Os cientistas podem finalmente saber porque é que Júpiter e Saturno têm padrões climáticos muito diferentes nos seus pólos, apesar de serem semelhantes em tamanho e composição. A descoberta pode ajudar os investigadores a aprofundar o interior destes planetas gigantes gasosos.
Observações de duas pessoas sistema solar O gigante gasoso revelou JúpiterO Pólo Norte tem um vórtice polar central rodeado por oito vórtices menores, enquanto Saturno Tem um único e estranho vórtice atmosférico hexagonal gigante acima do Pólo Norte.
“Nosso estudo mostra que dependendo das propriedades internas e da suavidade da base do vórtice, isso afetará os padrões de fluxo que você observa na superfície”, disse Wanying Kang, membro da equipe de pesquisa do Instituto de Tecnologia de Massachusetts (MIT). disse em um comunicado. “Não creio que alguém tenha feito esta ligação entre os padrões dos fluidos superficiais e as propriedades internas destes planetas. Um cenário possível é que Saturno tenha uma base mais dura do que Júpiter.”
Mais suave que Saturno?
Kang e colegas foram inspirados a conduzir a simulação depois de verem imagens capturadas por Júpiter. Nave espacial Juno, Ele orbita o maior planeta do sistema solar desde 2016 e foi ultrapassado por Cassini Conduziu observações durante mais de 13 anos antes de ser deliberadamente largado no planeta anelado no final da sua missão em 2017.
As imagens da Juno revelam a enorme escala das tempestades polares de Júpiter, que têm cerca de 4.800 quilómetros de diâmetro. Para contextualizar, isso é cerca de metade da largura da Terra.

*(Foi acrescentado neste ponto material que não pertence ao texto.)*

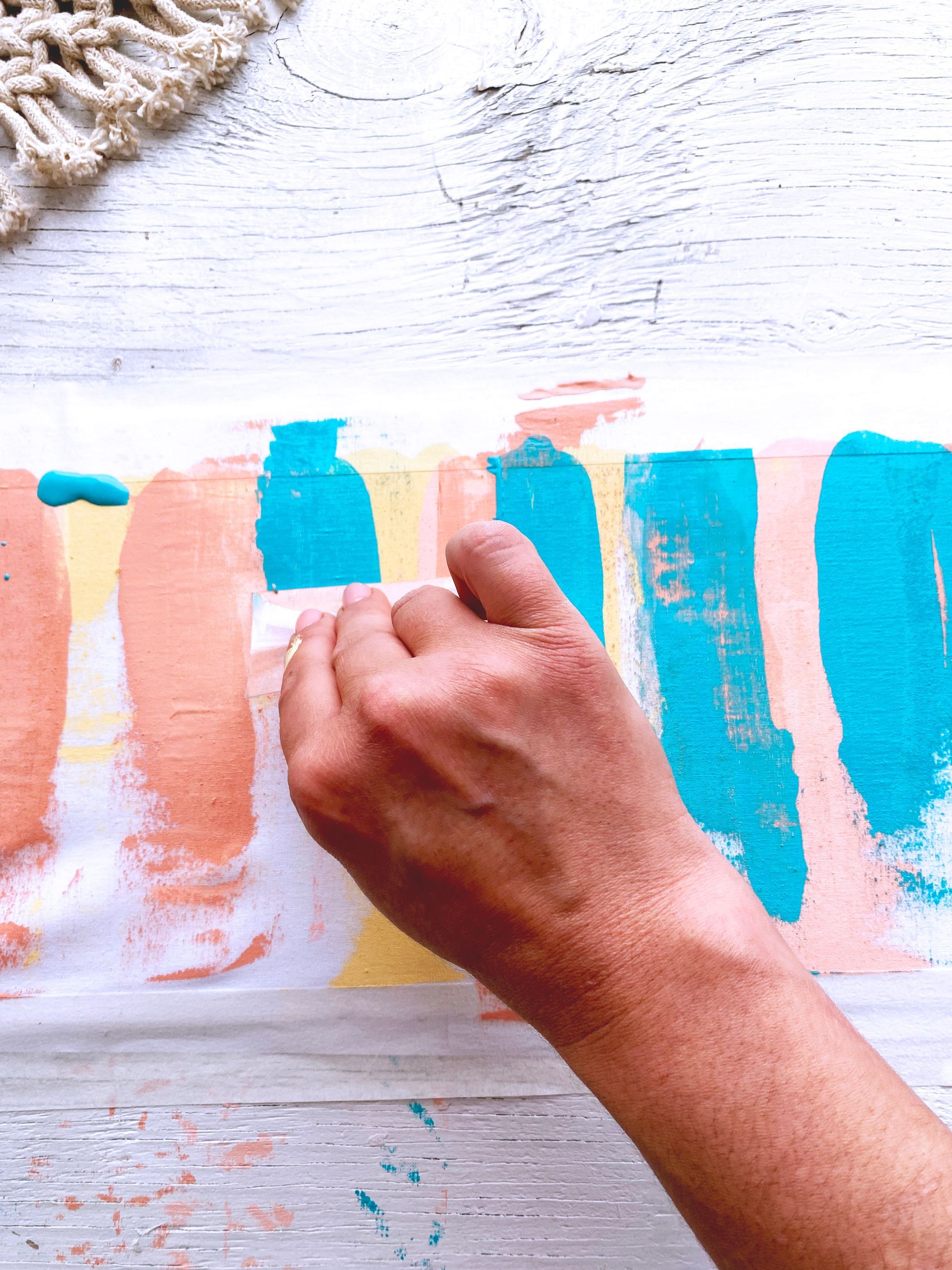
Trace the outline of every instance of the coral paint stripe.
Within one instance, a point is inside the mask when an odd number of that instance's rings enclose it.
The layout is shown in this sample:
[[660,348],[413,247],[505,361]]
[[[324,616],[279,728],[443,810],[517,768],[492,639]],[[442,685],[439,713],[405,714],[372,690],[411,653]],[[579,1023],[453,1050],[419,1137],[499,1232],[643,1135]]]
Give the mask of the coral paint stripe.
[[254,832],[245,681],[248,597],[261,580],[256,500],[250,479],[227,474],[156,476],[136,499],[121,561],[131,739],[160,806],[140,851],[157,869],[194,864],[199,876],[240,856]]
[[240,970],[241,966],[253,965],[255,961],[260,961],[261,958],[268,956],[272,950],[273,939],[273,931],[255,935],[245,951],[239,952],[235,960],[227,965],[194,966],[187,970],[173,970],[170,974],[152,974],[149,977],[149,982],[176,983],[182,979],[208,979],[213,974],[227,974],[228,970]]
[[612,389],[644,389],[645,380],[638,375],[626,375],[623,380],[575,380],[570,384],[556,384],[553,389],[533,389],[520,392],[522,401],[542,401],[551,396],[574,396],[583,392],[607,392]]
[[[133,705],[129,753],[149,813],[126,841],[146,913],[131,923],[133,956],[176,972],[182,937],[202,908],[240,894],[255,829],[255,733],[245,700],[254,547],[254,472],[242,462],[160,472],[143,488],[121,558],[119,616]],[[140,795],[142,796],[142,795]],[[166,951],[176,946],[176,966]],[[135,950],[138,949],[138,954]],[[155,965],[155,961],[159,964]],[[213,973],[213,972],[209,972]]]
[[724,836],[767,911],[800,917],[806,861],[791,737],[774,725],[754,580],[746,450],[630,458],[632,556],[661,695],[661,740],[688,810]]
[[[802,455],[791,457],[797,448]],[[755,462],[767,685],[774,721],[793,738],[807,862],[800,921],[784,936],[812,970],[911,969],[922,963],[889,946],[899,883],[877,859],[863,801],[839,761],[843,728],[820,657],[814,526],[826,456],[816,455],[816,442],[783,441]]]
[[[70,591],[56,512],[37,498],[25,471],[0,471],[0,894],[9,867],[27,848],[52,847],[44,818],[53,794],[60,737],[66,720]],[[9,574],[9,580],[3,575]]]

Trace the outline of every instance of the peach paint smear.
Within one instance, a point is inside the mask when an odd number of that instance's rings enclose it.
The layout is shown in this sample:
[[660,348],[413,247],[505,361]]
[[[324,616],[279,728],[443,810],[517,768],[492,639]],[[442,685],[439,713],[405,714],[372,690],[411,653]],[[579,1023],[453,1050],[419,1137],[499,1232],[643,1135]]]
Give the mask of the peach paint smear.
[[541,400],[550,396],[603,392],[611,389],[627,390],[623,396],[608,401],[575,401],[519,411],[514,419],[514,428],[500,439],[496,450],[444,458],[430,479],[423,500],[421,577],[434,577],[446,569],[446,546],[457,530],[473,521],[489,521],[496,516],[496,480],[489,470],[489,460],[498,455],[512,453],[529,437],[547,437],[556,450],[562,450],[578,460],[592,481],[603,558],[605,646],[618,664],[621,660],[619,578],[625,573],[621,554],[625,455],[583,446],[581,439],[600,423],[642,415],[645,404],[636,390],[644,384],[642,378],[628,376],[625,380],[584,380],[555,389],[523,392],[520,394],[523,400]]
[[843,728],[820,655],[814,526],[823,448],[778,442],[755,460],[755,578],[770,712],[793,737],[807,862],[802,916],[783,933],[814,970],[908,970],[923,963],[889,946],[899,885],[876,859],[866,806],[839,759]]
[[129,780],[147,812],[126,842],[143,889],[127,954],[154,980],[204,978],[267,956],[274,916],[231,930],[255,831],[255,732],[245,700],[250,593],[264,587],[246,460],[161,471],[136,499],[119,616],[133,719]]
[[[66,718],[70,585],[56,513],[25,471],[0,471],[0,968],[38,960],[32,913],[51,831],[60,735]],[[6,983],[9,975],[4,975]]]

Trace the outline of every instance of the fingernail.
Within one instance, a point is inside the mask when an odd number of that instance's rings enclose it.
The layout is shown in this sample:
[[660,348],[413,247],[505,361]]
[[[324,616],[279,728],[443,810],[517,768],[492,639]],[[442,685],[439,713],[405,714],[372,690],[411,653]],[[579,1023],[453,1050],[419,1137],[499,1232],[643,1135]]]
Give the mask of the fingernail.
[[320,608],[305,608],[298,620],[294,622],[294,630],[302,631],[306,626],[314,626],[324,617],[324,612]]
[[349,587],[344,587],[344,608],[350,605],[355,605],[359,599],[367,599],[371,593],[371,588],[363,582],[352,582]]
[[297,650],[301,648],[301,643],[302,643],[302,640],[301,640],[300,635],[292,635],[291,636],[291,643],[288,644],[288,650],[284,654],[284,669],[287,669],[288,662],[294,655],[294,653],[297,653]]

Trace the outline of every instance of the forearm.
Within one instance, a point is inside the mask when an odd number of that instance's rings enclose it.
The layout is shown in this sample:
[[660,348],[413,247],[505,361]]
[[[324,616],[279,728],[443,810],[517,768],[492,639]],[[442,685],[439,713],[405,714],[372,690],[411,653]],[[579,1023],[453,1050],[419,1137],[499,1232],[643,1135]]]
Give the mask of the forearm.
[[952,1265],[952,1135],[732,872],[637,933],[605,1010],[564,1057],[718,1266]]

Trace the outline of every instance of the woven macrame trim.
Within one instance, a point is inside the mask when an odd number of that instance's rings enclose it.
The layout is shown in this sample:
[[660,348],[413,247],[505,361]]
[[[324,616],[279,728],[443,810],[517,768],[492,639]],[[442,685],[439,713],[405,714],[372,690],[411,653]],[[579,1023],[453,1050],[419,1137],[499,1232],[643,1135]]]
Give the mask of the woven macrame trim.
[[[72,185],[137,154],[141,126],[161,127],[222,84],[264,25],[261,0],[129,0],[128,15],[113,0],[0,0],[0,124],[17,165]],[[70,98],[86,130],[62,113]],[[0,240],[30,211],[0,170]]]

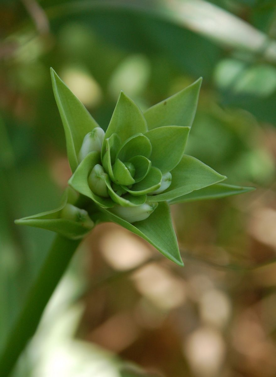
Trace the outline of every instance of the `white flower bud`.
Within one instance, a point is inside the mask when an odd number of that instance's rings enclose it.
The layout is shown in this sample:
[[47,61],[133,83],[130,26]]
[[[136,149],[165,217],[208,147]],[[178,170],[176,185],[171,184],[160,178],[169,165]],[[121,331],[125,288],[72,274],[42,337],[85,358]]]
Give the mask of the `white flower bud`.
[[103,168],[99,164],[95,165],[88,176],[88,185],[91,191],[99,196],[109,196],[105,182],[107,176]]
[[81,223],[86,227],[90,229],[94,228],[95,225],[94,222],[89,217],[87,211],[68,203],[61,210],[60,218]]
[[158,203],[146,202],[143,204],[136,207],[123,207],[121,205],[115,205],[110,208],[110,210],[132,223],[147,218],[158,205]]
[[162,176],[161,185],[159,188],[155,190],[155,191],[149,193],[147,195],[155,195],[156,194],[161,194],[161,192],[163,192],[165,190],[167,190],[168,187],[170,187],[171,183],[172,175],[169,172],[168,172],[168,173],[165,173]]
[[96,127],[88,132],[83,139],[78,153],[78,162],[81,162],[90,152],[100,152],[104,138],[104,131],[100,127]]

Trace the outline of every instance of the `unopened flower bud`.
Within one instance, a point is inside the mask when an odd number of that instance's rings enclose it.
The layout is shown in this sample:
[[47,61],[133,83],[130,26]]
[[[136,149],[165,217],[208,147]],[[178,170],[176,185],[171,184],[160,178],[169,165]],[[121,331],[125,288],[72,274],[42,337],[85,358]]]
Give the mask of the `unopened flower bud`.
[[96,127],[88,132],[84,136],[79,152],[79,162],[90,152],[100,152],[104,138],[104,131],[100,127]]
[[61,210],[60,218],[81,223],[86,227],[91,229],[94,227],[95,225],[94,222],[89,217],[87,211],[69,203]]
[[156,194],[161,194],[161,192],[163,192],[165,190],[167,190],[168,187],[170,187],[171,183],[172,175],[169,172],[168,172],[168,173],[165,173],[162,176],[161,185],[159,188],[155,190],[155,191],[149,193],[148,195],[155,195]]
[[91,191],[99,196],[109,196],[105,181],[107,177],[107,175],[99,164],[95,165],[88,176],[88,185]]
[[123,207],[115,205],[110,211],[130,223],[147,219],[155,209],[158,203],[146,202],[136,207]]

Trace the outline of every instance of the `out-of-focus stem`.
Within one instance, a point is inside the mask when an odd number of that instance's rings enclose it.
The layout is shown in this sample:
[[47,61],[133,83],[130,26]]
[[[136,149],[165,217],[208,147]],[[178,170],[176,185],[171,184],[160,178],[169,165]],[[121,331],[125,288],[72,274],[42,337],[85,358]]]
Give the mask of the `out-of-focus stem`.
[[56,236],[7,337],[0,356],[0,377],[9,375],[34,335],[45,307],[80,242]]

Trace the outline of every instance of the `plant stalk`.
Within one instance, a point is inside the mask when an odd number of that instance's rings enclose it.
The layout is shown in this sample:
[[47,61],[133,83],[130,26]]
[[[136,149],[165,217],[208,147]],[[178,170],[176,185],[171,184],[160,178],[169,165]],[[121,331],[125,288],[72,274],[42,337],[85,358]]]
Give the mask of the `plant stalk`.
[[43,311],[81,240],[57,235],[8,335],[0,356],[0,377],[7,377],[34,334]]

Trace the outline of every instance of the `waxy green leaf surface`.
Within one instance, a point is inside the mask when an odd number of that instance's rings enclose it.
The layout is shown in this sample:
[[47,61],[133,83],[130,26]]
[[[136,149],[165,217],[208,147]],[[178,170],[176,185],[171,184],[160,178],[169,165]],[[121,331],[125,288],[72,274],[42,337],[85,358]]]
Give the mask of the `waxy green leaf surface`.
[[107,210],[103,210],[101,216],[103,221],[112,221],[121,225],[146,240],[172,262],[183,265],[167,203],[159,203],[147,219],[132,224]]
[[80,101],[51,68],[53,89],[63,125],[71,169],[77,169],[77,156],[85,135],[99,126]]
[[226,178],[197,159],[187,155],[183,156],[178,165],[170,172],[170,186],[161,194],[152,196],[151,201],[171,200],[224,181]]
[[255,187],[243,187],[228,185],[225,183],[217,183],[172,199],[170,201],[169,203],[170,204],[174,204],[177,203],[194,202],[198,200],[218,199],[250,192],[250,191],[254,191],[255,189]]
[[202,79],[159,102],[144,113],[149,130],[163,126],[190,127],[193,121]]

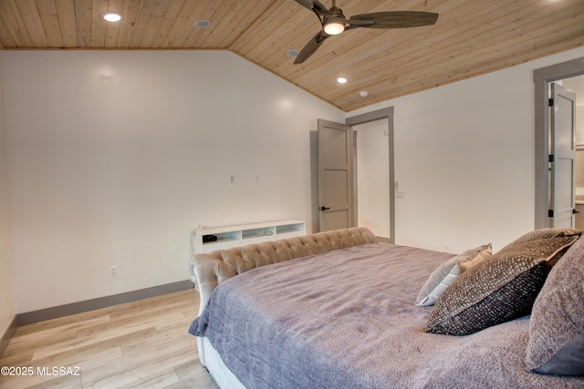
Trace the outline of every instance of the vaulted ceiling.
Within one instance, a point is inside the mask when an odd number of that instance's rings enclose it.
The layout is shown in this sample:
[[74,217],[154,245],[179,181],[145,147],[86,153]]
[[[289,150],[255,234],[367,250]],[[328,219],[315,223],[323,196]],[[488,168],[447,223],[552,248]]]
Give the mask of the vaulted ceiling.
[[[230,50],[350,111],[584,45],[583,0],[339,0],[337,6],[347,16],[395,10],[440,16],[429,26],[346,31],[294,65],[287,50],[301,50],[320,28],[294,0],[0,0],[0,48]],[[104,21],[107,10],[122,20]],[[211,24],[200,28],[199,20]],[[339,77],[348,82],[339,85]]]

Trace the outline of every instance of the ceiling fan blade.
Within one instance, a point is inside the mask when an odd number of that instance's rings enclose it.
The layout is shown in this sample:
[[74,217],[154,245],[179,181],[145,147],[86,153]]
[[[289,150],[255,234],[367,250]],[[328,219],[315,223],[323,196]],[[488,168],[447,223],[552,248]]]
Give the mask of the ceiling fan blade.
[[324,42],[325,39],[327,39],[328,36],[330,36],[326,34],[324,31],[318,31],[318,34],[314,36],[314,37],[308,41],[307,46],[304,46],[302,51],[298,53],[296,59],[294,60],[294,65],[301,64],[308,59],[308,57],[312,56],[318,47],[320,47],[322,42]]
[[328,10],[318,0],[296,0],[300,5],[315,11],[318,15],[328,15]]
[[407,28],[431,26],[436,23],[438,14],[420,11],[387,11],[371,14],[353,15],[350,20],[370,20],[370,25],[359,26],[365,28]]

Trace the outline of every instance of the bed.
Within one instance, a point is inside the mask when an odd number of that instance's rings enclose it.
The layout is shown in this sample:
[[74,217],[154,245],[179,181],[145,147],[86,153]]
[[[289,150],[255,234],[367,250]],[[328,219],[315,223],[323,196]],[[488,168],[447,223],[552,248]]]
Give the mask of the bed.
[[579,236],[454,255],[356,228],[196,254],[189,332],[222,388],[583,388]]

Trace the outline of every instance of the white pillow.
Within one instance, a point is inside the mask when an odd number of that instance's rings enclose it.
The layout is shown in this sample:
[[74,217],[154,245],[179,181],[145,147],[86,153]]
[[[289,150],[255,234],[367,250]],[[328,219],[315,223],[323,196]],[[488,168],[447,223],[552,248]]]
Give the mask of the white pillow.
[[438,297],[463,272],[474,268],[491,257],[491,243],[467,250],[438,266],[423,284],[415,301],[417,306],[433,305]]

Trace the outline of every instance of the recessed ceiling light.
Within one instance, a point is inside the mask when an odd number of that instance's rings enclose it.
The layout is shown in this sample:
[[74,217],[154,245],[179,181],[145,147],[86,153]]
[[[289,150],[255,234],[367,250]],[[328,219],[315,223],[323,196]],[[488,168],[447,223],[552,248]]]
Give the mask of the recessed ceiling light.
[[120,13],[116,11],[106,11],[101,14],[101,17],[108,22],[120,22],[122,18]]
[[194,26],[197,28],[205,28],[211,26],[211,22],[208,20],[197,20],[194,22]]

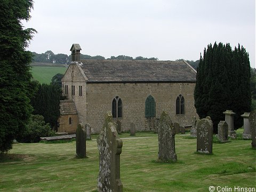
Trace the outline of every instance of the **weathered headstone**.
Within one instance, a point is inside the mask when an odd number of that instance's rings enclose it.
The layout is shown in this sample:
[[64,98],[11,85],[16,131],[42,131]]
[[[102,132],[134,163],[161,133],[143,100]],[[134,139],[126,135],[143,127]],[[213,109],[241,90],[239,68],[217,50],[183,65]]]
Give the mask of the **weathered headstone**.
[[158,127],[158,159],[165,162],[177,161],[175,153],[175,130],[171,118],[166,111],[160,117]]
[[196,150],[205,154],[212,154],[213,126],[210,120],[201,119],[197,125]]
[[218,137],[221,142],[228,141],[228,125],[225,121],[221,121],[218,124]]
[[86,131],[83,125],[78,124],[76,136],[76,156],[78,158],[86,157]]
[[180,130],[181,134],[185,134],[185,127],[183,126],[181,126],[180,127]]
[[251,139],[251,126],[249,122],[250,113],[245,113],[241,115],[244,118],[244,133],[243,133],[243,139]]
[[175,122],[174,123],[174,125],[175,134],[180,133],[180,124],[179,123]]
[[116,131],[110,111],[105,115],[104,124],[97,138],[99,151],[99,191],[123,191],[120,179],[120,154],[123,141]]
[[85,124],[85,130],[86,130],[86,140],[91,140],[91,125],[89,123]]
[[227,110],[223,114],[225,115],[225,121],[228,125],[228,136],[236,138],[236,132],[234,130],[234,115],[236,113],[232,110]]
[[252,147],[256,149],[256,110],[250,114],[249,122],[252,133]]
[[135,136],[135,125],[133,123],[131,123],[130,127],[130,136]]
[[192,127],[190,129],[190,136],[193,137],[196,137],[196,126],[198,121],[196,119],[196,117],[194,116],[192,118]]
[[122,123],[120,121],[117,120],[116,121],[116,124],[117,124],[117,133],[118,134],[121,134],[122,131]]

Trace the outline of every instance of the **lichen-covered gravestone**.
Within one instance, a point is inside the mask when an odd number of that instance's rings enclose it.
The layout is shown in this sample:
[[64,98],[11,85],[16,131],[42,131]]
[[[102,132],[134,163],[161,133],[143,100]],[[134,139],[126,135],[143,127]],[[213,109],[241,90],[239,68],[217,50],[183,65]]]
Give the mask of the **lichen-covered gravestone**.
[[91,125],[89,123],[85,124],[85,130],[86,130],[86,140],[91,140]]
[[256,149],[256,110],[250,114],[249,122],[252,133],[252,147]]
[[174,123],[174,130],[175,134],[180,133],[180,124],[179,123]]
[[213,126],[211,120],[201,119],[197,125],[196,150],[205,154],[212,154]]
[[180,127],[180,132],[181,134],[185,134],[185,127],[181,126]]
[[135,124],[133,123],[131,123],[130,127],[130,135],[135,136]]
[[86,157],[86,131],[79,123],[76,129],[76,156],[78,158]]
[[244,118],[244,132],[243,133],[243,139],[250,139],[252,138],[251,133],[251,125],[249,122],[250,113],[245,113],[241,115]]
[[194,116],[192,118],[192,127],[190,129],[190,136],[193,137],[196,137],[196,126],[197,122],[198,121],[196,117]]
[[120,179],[120,154],[123,141],[116,131],[110,111],[105,115],[104,124],[97,138],[99,151],[99,191],[123,191]]
[[117,120],[116,121],[116,124],[117,124],[117,131],[118,134],[121,134],[122,132],[122,123],[120,121]]
[[218,137],[221,142],[228,140],[228,125],[225,121],[221,121],[218,124]]
[[163,111],[158,126],[158,159],[164,162],[177,162],[175,153],[175,130],[171,118],[166,111]]

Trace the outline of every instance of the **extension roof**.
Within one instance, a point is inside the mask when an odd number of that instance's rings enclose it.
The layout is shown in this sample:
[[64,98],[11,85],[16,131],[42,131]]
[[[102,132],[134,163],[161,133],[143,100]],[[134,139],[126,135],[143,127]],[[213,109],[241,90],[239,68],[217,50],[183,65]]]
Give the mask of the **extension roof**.
[[189,82],[196,71],[184,61],[81,60],[87,83]]
[[76,106],[71,100],[62,100],[60,103],[60,115],[77,114]]

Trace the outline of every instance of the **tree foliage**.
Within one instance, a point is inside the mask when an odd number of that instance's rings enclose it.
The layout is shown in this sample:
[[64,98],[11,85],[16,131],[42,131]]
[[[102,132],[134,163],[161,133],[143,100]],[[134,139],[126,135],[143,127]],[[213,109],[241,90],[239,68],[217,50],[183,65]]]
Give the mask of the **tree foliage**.
[[39,115],[31,115],[26,131],[17,138],[19,142],[33,143],[40,141],[43,137],[55,136],[49,123],[45,123],[44,117]]
[[26,51],[34,29],[24,29],[33,9],[31,0],[2,0],[0,3],[0,153],[12,148],[12,141],[24,131],[32,107],[33,84]]
[[58,84],[39,84],[38,91],[31,100],[34,109],[33,114],[42,115],[47,123],[56,128],[62,97],[61,89]]
[[216,43],[205,49],[200,57],[195,88],[195,106],[199,116],[210,116],[217,132],[223,112],[232,110],[235,129],[243,124],[241,115],[250,111],[250,67],[248,53],[238,44]]

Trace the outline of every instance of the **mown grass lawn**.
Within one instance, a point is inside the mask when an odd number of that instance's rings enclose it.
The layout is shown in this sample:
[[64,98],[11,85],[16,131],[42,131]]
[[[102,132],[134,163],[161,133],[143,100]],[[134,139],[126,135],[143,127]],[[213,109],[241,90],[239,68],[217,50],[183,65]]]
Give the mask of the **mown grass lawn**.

Enquanto isso, as observações de Saturno pela Cassini revelaram que seus vórtices hexagonais individuais têm surpreendentes 18.000 milhas (29.000 quilômetros) de diâmetro.
Os astrónomos não sabem ao certo porque existe uma diferença tão grande no tamanho dos vórtices dos dois planetas. “As pessoas passaram muito tempo decifrando as diferenças entre Júpiter e Saturno”, disse o líder da equipe, Shi Jiaru, cientista do MIT. “Os dois planetas têm aproximadamente o mesmo tamanho e ambos são compostos principalmente de hidrogénio e hélio. Não está claro porque é que os seus vórtices polares são tão diferentes.”
Para responder a esta questão, a equipa desenvolveu um modelo bidimensional que mostra como os vórtices nos pólos de planetas gigantes gasosos como Saturno e Júpiter evoluem ao longo do tempo e aplicou-o a uma série de cenários diferentes. Isto inclui alterações nas características, como o tamanho do planeta, a velocidade de rotação, o aquecimento interno e a rigidez do fluido em turbilhão dentro do vórtice.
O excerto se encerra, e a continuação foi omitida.